Cars are moving faster. Computers are moving faster. Air travel is a lot faster than ships. All of which lessens the transition time between one place and the next. Transition time is a key factor in relaxation and feeling able to cope.
More than anything else, our minds are moving faster than our bodies. We imagine our fast car and can see ourselves zipping down the highway, only to find that all those other cars are blocking our way! This creates enormous frustration as we struggle to make sense of "why" our image has not worked. The battle between the "image" and reality is fueled by advertising, which portrays a reality that is faster, easier, simpler and smarter than reality works... providing you buy their product. Which you must wait in the traffic jam to get to the store to do.
People become the enemy when the question is posed: "Why are things not functioning as they should?" You would get to work on time... if only all those people were not blocking your way.
You would get your report done... if only marketing had given you the material when "they were supposed to." You would get that promotion... if the boss was not so stupid and narrow minded." When "everything is possible," (a myth that is sold hard and heavy), then when things don't work out, someone has to be found to blame.

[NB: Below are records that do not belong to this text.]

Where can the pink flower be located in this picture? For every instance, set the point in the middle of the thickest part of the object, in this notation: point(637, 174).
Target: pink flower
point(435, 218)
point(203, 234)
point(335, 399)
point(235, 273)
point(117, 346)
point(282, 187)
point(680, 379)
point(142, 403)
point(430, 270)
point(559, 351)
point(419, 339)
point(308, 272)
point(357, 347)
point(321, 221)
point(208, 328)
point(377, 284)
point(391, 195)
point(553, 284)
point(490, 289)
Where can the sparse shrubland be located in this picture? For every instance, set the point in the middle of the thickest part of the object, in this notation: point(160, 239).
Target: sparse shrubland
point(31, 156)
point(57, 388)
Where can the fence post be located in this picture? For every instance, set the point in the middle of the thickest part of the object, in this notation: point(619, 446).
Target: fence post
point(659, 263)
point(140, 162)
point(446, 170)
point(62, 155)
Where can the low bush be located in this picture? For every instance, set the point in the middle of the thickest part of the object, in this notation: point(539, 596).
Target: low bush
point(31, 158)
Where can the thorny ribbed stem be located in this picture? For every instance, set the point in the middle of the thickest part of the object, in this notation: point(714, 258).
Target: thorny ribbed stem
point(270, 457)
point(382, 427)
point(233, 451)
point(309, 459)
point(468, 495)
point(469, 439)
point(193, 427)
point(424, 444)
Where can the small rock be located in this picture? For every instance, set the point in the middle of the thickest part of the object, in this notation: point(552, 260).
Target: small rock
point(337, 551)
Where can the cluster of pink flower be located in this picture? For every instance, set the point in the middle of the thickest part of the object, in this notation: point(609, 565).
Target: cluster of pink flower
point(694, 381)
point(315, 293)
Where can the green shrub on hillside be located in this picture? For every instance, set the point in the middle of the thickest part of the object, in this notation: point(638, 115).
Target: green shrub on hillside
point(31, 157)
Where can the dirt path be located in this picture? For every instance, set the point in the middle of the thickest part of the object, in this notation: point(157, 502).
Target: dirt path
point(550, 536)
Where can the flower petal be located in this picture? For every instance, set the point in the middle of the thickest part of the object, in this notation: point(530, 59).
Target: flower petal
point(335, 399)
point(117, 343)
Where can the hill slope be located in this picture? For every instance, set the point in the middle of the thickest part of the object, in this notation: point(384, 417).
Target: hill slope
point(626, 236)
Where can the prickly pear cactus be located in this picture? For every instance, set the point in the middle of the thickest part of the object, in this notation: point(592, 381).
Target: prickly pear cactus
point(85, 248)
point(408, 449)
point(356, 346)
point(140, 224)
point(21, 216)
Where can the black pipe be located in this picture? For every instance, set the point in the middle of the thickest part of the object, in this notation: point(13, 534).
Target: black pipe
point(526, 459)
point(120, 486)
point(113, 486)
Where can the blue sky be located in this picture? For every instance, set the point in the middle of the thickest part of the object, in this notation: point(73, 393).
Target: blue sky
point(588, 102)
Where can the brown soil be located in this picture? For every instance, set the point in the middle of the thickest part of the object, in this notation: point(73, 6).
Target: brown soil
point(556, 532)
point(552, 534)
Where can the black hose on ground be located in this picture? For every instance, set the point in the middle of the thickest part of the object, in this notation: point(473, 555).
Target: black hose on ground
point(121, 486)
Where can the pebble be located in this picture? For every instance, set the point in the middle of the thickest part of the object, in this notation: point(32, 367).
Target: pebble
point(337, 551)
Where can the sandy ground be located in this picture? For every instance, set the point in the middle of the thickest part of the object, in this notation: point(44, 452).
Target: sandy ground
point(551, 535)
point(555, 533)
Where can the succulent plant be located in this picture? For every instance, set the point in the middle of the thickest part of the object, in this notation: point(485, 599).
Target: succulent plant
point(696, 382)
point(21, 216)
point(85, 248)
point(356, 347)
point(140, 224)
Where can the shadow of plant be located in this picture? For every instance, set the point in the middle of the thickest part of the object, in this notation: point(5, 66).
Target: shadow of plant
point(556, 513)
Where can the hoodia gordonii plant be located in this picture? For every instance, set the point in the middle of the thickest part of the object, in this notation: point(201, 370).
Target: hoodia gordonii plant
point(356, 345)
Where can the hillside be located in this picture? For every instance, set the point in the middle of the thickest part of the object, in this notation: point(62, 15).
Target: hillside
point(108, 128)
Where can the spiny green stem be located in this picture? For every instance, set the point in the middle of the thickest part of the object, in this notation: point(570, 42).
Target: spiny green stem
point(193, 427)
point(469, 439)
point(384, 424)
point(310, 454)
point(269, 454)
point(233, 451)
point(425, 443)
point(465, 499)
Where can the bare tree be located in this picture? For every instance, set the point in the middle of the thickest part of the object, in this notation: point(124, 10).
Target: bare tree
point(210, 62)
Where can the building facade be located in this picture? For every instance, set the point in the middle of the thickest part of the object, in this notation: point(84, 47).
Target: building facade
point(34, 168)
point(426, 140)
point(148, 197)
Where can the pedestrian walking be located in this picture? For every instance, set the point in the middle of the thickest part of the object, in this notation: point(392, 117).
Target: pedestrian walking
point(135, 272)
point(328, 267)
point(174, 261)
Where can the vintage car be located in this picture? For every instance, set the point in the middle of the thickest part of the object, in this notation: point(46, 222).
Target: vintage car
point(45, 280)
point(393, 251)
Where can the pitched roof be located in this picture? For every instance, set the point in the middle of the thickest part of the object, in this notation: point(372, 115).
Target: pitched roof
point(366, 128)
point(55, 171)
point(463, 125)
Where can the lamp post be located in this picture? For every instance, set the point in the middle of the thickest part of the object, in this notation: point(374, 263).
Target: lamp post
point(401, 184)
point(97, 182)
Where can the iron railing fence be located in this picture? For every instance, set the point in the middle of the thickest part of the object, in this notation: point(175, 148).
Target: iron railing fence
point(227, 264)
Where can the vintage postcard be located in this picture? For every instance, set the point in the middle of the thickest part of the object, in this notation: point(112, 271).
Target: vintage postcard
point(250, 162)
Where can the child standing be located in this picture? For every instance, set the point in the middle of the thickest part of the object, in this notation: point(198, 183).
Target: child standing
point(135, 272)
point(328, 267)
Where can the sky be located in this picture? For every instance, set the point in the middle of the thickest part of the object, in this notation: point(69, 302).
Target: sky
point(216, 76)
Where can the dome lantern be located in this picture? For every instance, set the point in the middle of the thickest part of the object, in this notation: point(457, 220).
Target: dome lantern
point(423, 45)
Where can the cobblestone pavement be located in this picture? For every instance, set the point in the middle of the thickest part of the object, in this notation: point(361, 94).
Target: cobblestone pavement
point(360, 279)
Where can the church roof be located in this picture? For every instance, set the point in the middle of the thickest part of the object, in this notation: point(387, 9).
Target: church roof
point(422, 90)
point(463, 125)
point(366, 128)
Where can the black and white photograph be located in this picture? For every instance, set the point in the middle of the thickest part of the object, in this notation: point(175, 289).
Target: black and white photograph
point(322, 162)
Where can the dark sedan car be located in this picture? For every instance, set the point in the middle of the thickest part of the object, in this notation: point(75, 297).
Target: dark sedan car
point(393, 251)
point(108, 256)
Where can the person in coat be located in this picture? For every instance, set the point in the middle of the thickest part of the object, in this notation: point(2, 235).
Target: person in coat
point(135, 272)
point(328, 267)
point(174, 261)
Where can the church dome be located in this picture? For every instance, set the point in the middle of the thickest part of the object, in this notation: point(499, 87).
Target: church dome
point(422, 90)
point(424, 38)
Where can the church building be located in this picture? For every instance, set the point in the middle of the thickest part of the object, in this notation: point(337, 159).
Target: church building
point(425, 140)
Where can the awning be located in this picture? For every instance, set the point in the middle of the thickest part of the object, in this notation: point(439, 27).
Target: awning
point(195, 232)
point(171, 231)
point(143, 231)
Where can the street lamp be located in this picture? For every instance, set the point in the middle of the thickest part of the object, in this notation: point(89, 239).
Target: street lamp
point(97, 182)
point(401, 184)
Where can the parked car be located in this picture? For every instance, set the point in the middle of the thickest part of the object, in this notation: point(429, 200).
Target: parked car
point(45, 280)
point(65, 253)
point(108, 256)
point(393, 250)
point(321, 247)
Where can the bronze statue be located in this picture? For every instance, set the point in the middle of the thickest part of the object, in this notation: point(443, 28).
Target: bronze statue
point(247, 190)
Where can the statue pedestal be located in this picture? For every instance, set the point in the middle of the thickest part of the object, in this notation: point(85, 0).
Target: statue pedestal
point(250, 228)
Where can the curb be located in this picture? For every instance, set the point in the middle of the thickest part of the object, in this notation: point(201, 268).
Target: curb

Blame always bounces around and comes back, creating emotional stress that you are not accepted. And more mental stress: "I should not be blamed for this... it was their fault." More than almost anything else, the enormous speed and complexity of our minds creates frustration with people and bodies who will not cooperate to fit the neat boxes and timetables which look so tidy on paper. Ultimately, there is a split between the body and the mind, in which the mind physically abuses the body with artificial stimulation in order to "force more productivity," while the body in turn sabotages the mind's grand plans with a variety of accidents and illnesses. This uneasy relationship is source enough for stress as the mind wearily wonders when the body will betray it yet again?